Siempre volvía a la barra de aquel bar, pidiendo con su lacónico decir la bebida acostumbrada. Miraba sin ver, como hipnotizado por un recóndito recuerdo difícil de descifrar. Era evidente que los parroquianos pasábamos desapercibidos, aún más cuando se detenía a observar el borde de la pequeña copa con caña.
Luego del cuarto pedido, un murmullo de frases entonadas partía de sus labios resecos y mustios. “Para ahogar hondas penas que tengo, que me matan y que no se van...................”.
La pantalla televisiva enarbolaba un gol, coreado por la escasa concurrencia del lugar. En otro rincón apartado un pibe digitaba apresuradamente una computadora, tratando de exprimir el tiempo impuesto por los dos pesos de autómata servicio.
El breve silencio se iba mixturando de alegres porfías, de frases perdidas a los vahos que proponen destinos tumorales y ese persistente compás musitado levemente por la extrañeza del recuerdo vano.
El suave pulseo del dinero colocado en la mesa de los consumos alternados, se contraponía al ruido de las monedas que últimamente parecían cobijar el amparo de los sonidos.

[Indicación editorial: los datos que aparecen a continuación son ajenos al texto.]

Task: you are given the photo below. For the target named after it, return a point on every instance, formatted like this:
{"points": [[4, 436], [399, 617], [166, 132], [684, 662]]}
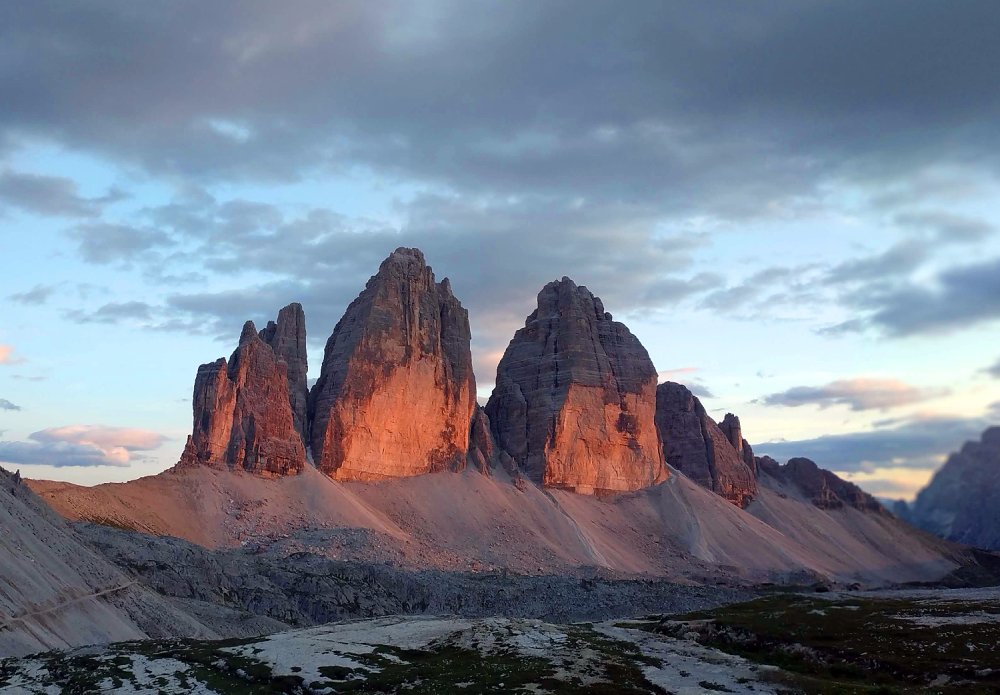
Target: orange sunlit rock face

Sin embargo, él permanecía siempre allí, como una esfinge perdida entre los vientos de un simún desconocido, albergando toda la arena que puede contenerse en los tiempos de un dolor inconcebible. Una maraña de vapores grises parecía envolverlo, en medio de un atávico castigo impuesto por el solo hecho de vivir muriendo. Como todos, pero conciente en su caso. Llevando la lápida junto al epitafio de una razón sin trascendencia.
Él está allí. Un día más. Continuando la vaporización de sus lamentos.